Disaster Planning: TMS Makes Your Transportation Program a Hard Target

Does your transportation program have a disaster recovery strategy?  Should it?  The answer should be a resounding “YES!”   But if you don’t have even a basic plan for protecting business continuity during unforeseen times of trauma, your business could take a serious beating when these events inevitably occur. The US Department of Energy reported that more electricity customers experienced outages during 2012’s Hurricane Sandy than any such prior storm – even more than Katrina.  With the frequency of disasters, both natural and man-made, on the rise, it is critical that all facets of businesses across every industry be prepared for the inevitable.

Transportation is particularly vulnerable to disruptions because by its very nature transportation is mobile.  Sure, earthquakes and tsunamis may disrupt business in the West, hurricanes in the Southeast, and tornadoes in the Midwest. Terrorist attacks and/or large scale nuclear or industrial accidents can happen anywhere at random.  But transportation organizations typically move products to-from and through all these areas.  So no matter where the tragedy unfolds, transportation will need to be able to adapt quickly.

It is not enough to have a disaster recovery/business continuity plan in place for your organization’s operations.  It makes sense to have one that encompasses the shipping/transportation portion of your business.  Perhaps the best way to protect your transportation function is to use a best-in-class TMS system.  The flexibility a well-implemented TMS offers enables a company to find alternative routes and carriers on the fly should certain lanes or locations be impassible due to disasters.  Furthermore, the cloud-based TMS models allow for logistics and transportation managers to work from virtually anywhere in instances where offices are inaccessible or otherwise damaged.

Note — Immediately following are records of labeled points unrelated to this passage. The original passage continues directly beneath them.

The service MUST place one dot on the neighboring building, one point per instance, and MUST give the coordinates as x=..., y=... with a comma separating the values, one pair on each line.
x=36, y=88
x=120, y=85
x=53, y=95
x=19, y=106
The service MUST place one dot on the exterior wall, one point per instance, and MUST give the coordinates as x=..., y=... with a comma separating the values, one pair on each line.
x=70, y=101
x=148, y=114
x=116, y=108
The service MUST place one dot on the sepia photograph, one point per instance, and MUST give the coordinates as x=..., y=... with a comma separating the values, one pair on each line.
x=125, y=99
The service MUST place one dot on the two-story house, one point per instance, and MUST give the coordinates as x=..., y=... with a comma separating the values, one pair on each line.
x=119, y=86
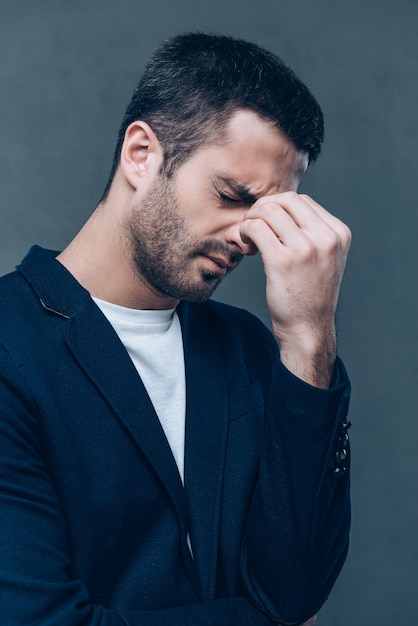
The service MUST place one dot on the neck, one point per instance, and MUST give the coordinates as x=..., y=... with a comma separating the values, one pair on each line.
x=99, y=258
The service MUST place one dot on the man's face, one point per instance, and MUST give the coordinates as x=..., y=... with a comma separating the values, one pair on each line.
x=184, y=234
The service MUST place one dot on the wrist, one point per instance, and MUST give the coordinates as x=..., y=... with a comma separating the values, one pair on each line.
x=308, y=355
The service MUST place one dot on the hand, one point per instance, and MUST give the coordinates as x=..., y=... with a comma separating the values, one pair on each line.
x=304, y=250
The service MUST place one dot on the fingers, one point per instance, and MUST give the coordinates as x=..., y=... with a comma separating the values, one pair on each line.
x=297, y=221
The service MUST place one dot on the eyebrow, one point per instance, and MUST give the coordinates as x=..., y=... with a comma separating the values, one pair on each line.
x=241, y=191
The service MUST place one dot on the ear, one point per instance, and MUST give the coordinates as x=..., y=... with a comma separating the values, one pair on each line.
x=141, y=153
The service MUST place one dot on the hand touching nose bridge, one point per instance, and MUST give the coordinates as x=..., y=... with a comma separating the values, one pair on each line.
x=304, y=250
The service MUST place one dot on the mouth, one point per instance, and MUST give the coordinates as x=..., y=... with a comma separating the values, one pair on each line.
x=217, y=265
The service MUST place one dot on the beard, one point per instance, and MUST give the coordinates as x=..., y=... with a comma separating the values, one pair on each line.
x=163, y=248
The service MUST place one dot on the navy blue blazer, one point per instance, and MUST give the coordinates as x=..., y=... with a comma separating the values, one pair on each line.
x=94, y=518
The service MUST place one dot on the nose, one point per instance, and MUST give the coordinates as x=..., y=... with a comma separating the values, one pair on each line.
x=243, y=244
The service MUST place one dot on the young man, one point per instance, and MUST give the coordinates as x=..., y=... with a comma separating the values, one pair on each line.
x=161, y=462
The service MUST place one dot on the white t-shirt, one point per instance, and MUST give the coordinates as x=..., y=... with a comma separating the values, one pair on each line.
x=154, y=342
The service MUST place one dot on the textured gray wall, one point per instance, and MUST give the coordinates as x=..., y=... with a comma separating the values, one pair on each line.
x=66, y=72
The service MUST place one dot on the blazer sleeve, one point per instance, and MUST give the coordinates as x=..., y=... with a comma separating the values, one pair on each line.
x=36, y=583
x=298, y=525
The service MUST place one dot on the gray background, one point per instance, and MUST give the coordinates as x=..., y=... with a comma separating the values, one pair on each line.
x=67, y=70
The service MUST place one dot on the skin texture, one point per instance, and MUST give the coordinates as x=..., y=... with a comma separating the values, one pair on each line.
x=155, y=241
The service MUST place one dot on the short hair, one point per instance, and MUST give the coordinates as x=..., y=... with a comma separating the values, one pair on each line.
x=194, y=82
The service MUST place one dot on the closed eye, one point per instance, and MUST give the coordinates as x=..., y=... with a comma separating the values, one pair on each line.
x=230, y=200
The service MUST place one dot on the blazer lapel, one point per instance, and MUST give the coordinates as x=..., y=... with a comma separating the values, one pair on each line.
x=99, y=351
x=206, y=431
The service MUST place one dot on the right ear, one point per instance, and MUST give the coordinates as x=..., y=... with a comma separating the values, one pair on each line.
x=141, y=154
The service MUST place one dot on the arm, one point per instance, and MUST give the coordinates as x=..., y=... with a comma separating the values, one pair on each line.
x=304, y=250
x=298, y=524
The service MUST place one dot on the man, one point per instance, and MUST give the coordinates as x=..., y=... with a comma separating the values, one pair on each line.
x=161, y=463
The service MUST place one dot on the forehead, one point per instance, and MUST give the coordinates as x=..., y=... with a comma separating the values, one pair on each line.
x=255, y=154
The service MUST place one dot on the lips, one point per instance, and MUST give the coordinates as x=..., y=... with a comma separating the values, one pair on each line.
x=217, y=265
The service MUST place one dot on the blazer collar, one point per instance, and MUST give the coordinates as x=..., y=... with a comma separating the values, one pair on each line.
x=98, y=350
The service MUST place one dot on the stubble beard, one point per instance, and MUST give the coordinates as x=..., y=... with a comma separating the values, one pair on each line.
x=163, y=249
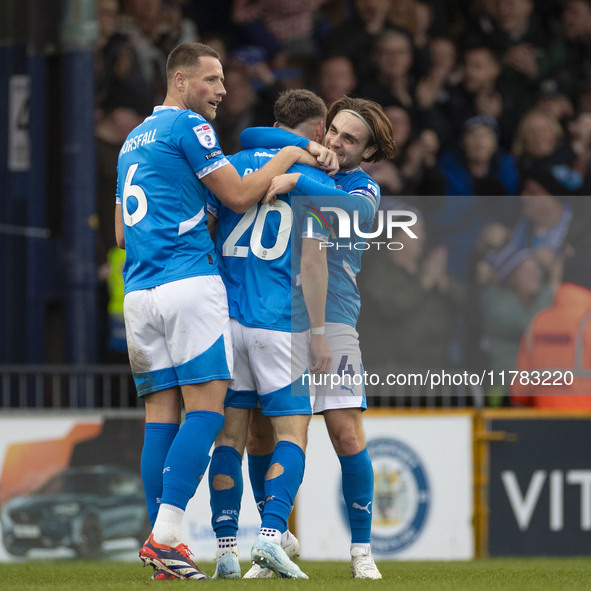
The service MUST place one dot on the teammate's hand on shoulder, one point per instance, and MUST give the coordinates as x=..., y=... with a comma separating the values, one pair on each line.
x=321, y=355
x=326, y=158
x=283, y=183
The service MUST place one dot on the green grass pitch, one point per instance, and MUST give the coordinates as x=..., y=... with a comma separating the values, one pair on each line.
x=539, y=574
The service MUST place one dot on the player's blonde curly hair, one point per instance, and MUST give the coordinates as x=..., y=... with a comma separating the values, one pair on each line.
x=378, y=124
x=187, y=56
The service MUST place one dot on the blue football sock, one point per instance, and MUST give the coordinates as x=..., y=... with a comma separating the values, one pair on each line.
x=189, y=455
x=257, y=468
x=357, y=478
x=280, y=491
x=225, y=504
x=157, y=440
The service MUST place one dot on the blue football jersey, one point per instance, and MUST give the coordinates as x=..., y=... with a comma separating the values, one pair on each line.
x=344, y=255
x=162, y=199
x=259, y=252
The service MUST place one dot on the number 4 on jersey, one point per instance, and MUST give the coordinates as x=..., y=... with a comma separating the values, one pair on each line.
x=349, y=371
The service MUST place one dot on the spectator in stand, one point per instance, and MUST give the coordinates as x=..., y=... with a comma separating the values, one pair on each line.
x=142, y=69
x=240, y=108
x=177, y=28
x=507, y=307
x=580, y=140
x=278, y=25
x=483, y=91
x=531, y=52
x=107, y=45
x=576, y=25
x=356, y=36
x=480, y=19
x=555, y=104
x=414, y=17
x=548, y=225
x=413, y=172
x=434, y=87
x=336, y=78
x=409, y=302
x=479, y=166
x=539, y=140
x=392, y=79
x=559, y=341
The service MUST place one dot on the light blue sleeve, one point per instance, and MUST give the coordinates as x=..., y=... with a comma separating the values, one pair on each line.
x=271, y=137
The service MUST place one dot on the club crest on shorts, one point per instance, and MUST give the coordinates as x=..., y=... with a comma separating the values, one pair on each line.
x=401, y=495
x=205, y=135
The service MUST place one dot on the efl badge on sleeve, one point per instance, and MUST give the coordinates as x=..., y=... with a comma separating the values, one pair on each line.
x=205, y=135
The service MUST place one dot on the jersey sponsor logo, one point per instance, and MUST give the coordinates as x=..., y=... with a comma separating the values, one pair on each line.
x=318, y=216
x=138, y=140
x=205, y=135
x=213, y=154
x=401, y=495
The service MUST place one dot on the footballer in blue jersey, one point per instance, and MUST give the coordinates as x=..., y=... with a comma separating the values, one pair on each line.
x=268, y=267
x=357, y=131
x=258, y=254
x=175, y=306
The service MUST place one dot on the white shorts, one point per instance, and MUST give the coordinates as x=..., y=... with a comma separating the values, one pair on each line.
x=269, y=371
x=346, y=369
x=178, y=333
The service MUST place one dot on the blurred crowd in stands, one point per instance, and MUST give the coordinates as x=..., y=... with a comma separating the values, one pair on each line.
x=490, y=101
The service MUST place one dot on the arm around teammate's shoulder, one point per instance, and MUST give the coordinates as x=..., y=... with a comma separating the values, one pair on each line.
x=240, y=193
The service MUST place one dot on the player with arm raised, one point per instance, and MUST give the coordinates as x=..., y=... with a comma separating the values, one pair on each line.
x=261, y=252
x=175, y=306
x=357, y=130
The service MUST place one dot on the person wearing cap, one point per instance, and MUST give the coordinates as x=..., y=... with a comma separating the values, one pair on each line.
x=555, y=355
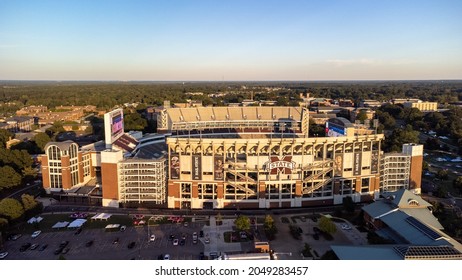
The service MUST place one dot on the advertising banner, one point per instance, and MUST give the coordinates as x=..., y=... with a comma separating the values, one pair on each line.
x=375, y=162
x=197, y=167
x=283, y=165
x=357, y=164
x=218, y=168
x=338, y=164
x=174, y=166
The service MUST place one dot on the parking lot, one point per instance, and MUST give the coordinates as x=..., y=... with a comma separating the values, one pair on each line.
x=104, y=247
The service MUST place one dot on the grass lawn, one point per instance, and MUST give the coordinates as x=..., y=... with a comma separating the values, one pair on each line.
x=50, y=220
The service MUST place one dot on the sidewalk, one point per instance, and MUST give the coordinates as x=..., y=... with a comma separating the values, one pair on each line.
x=216, y=235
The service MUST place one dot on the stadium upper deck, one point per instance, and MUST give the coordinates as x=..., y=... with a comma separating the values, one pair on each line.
x=232, y=120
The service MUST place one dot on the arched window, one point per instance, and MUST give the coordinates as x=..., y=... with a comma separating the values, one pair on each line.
x=54, y=153
x=413, y=202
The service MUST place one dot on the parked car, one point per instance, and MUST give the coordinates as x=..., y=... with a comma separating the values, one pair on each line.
x=14, y=237
x=346, y=227
x=63, y=244
x=24, y=247
x=131, y=245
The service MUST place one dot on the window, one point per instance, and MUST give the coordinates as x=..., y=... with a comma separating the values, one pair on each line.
x=365, y=184
x=207, y=191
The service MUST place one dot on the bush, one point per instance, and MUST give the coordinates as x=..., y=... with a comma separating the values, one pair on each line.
x=294, y=231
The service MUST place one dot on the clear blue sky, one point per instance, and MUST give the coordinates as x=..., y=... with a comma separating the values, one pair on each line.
x=230, y=40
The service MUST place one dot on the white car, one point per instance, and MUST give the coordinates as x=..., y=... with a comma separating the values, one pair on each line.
x=346, y=227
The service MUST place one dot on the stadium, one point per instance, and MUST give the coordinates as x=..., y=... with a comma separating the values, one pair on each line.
x=231, y=157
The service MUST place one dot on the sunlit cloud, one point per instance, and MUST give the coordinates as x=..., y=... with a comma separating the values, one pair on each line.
x=349, y=62
x=367, y=62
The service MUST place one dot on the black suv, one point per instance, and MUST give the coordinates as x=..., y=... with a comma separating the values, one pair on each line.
x=24, y=247
x=131, y=245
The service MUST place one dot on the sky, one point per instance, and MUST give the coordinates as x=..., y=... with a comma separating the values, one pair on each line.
x=210, y=40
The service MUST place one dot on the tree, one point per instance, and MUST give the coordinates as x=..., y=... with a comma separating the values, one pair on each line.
x=399, y=137
x=348, y=204
x=442, y=174
x=362, y=116
x=326, y=225
x=270, y=227
x=9, y=178
x=28, y=201
x=41, y=139
x=329, y=255
x=219, y=219
x=386, y=119
x=11, y=208
x=3, y=224
x=134, y=121
x=5, y=135
x=242, y=223
x=458, y=183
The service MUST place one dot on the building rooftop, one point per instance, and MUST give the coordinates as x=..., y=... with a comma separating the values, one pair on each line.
x=396, y=252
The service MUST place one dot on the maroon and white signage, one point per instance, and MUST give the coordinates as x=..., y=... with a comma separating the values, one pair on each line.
x=277, y=165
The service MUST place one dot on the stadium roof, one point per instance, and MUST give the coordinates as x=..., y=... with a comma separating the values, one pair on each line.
x=396, y=252
x=234, y=113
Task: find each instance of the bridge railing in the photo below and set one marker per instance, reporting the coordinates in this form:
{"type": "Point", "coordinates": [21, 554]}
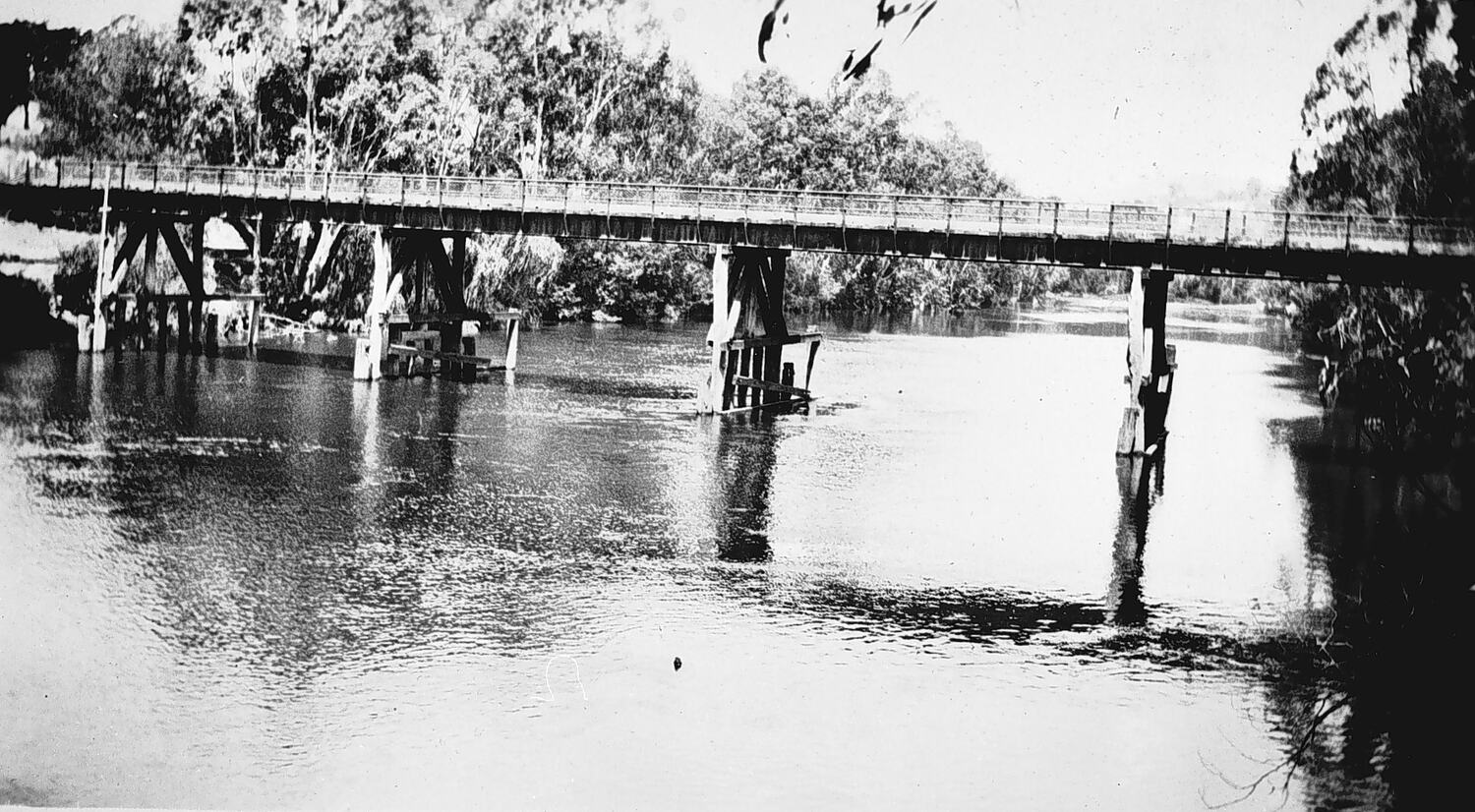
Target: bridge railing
{"type": "Point", "coordinates": [841, 209]}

Lastly, shippers should investigate the disaster recovery practices of the TMS providers they select to be certain their provider has robust redundancy and fail-overs in place should their data centers be damaged or knocked offline.  UltraShipTMS maintained a perfect, zero-downtime record during Hurricane Sandy, even as much of the locale was under water and/or without power.  Does your transportation program have a plan for when disaster strikes?